Je veux parler d’un pasteur aux qualités multiples. Bon orateur, beaucoup d’empathie, soucieux de vérité et d’authenticité à partir de l’observation et des connaissances acquises par l’expérience. Il s’intéresse à l’enseignement pour enfants comme pour jeunes et adultes. Il s’essaie à la poésie créant des textes utilisés pour la liturgie. Il est aussi un bon exégète de l’Ancien comme du Nouveau Testament, maitrisant l’hébreu et le grec. Il a décidé d’écrire un commentaire verset par verset de l’ensemble de la Bible.
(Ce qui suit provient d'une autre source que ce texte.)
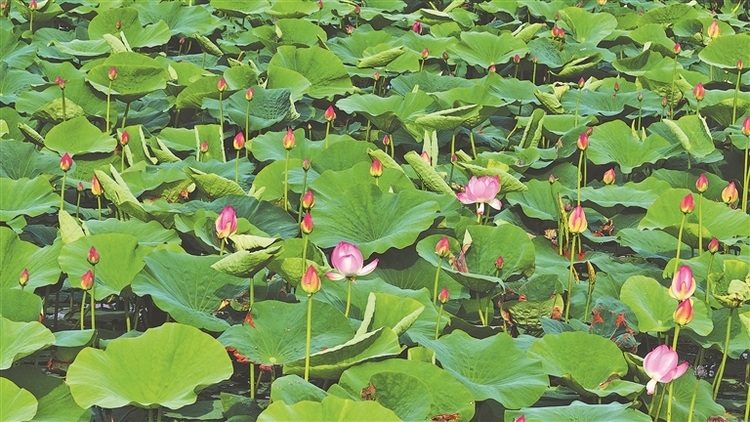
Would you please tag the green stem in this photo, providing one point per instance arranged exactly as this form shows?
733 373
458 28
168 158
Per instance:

Le travail est déjà bien avancé. Les quatre premiers livres sont parus sur le Nouveau testament et le pentateuque. Un travail sérieux, remarquable demandant beaucoup de recherches, de lectures et de rencontres. Je reste très respectueux devant ce faramineux projet.
Il n’est pas question ici d’engager un débat avec les idées défendues dans ce commentaire biblique. Elles sont toutes utiles et nécessaires à la pensée théologique qu’on les partage ou pas. Mais alors pourquoi ce rêve récent dans lequel je vois cet ami penché sur le moteur d’une vieille voiture au capot ouvert. La voiture est une DS Citroën, voiture qui faisait rêver lorsque j’étais étudiant. Quelle joie, lorsque faisant de l’auto-stop une pareille berline s’arrêtait ! En position de mécano, notre ami était vêtu d’une combinaison bleue semblable à celle du garagiste du village où j’avais grandi. Il tenait dans ses mains des outils de mécano, pinces, tournevis et autres.
Réveillé, l’esprit conscient prenant le dessus, des éléments du rêve se mirent à correspondre avec ceux de la réalité. La voiture élue prenait la place de la bible appréciée. L’une était en panne, l’autre restait muette. Le garagiste réparateur était le théologien. Chacun s’affairait sur son objet. L’un pour réparer le sien, l’autre pour le rendre parlant. Les deux étaient compétents, brillants et avertis. La voiture, était précieuse. La bible l’était tout autant. L’une et l’autre allait faire la joie de quelques personnes raffinées, non pour leur utilité mais par attachement, à l’esthétique pour les unes, à la pensée pour les autres.
Je pensais alors à ces sermons où dimanche après dimanche le prédicateur s’attache à démonter mot par mot un texte biblique pour, au final, le reconstituer afin qu’il présente bien, comme la voiture. Mais qui allait se servir de cette voiture ? Qui allait trouver ce texte utile ? Je comprends maintenant pourquoi tant de gens me disent que le culte ne leur apporte rien. Plus nombreux encore sont ceux qui se taisent mais ne se déplacent plus le dimanche matin jusqu’à quitter progressivement l’église. Ce n’est pas la compétence du prédicateur ou du mécanicien qui est en cause. C’est le choix de l’outil. Certes, il reste précieux parce qu’il témoigne d’une continuité en dépit du temps qui passe. Mais la voiture de collection s’expose dans une vitrine. La bible dans un musée. Elles ne répondent plus à un besoin quotidien.
Aujourd’hui les voitures ne se réparent plus avec des pinces, des tournevis et quelques clés. Il y faut des mallettes électroniques. La bible ne peut plus se lire comme un livre de recettes à appliquer ou comme un roman pour se distraire. Elle a besoin d’être confrontée au monde actuel pour entrer dans la vie de tous les jours.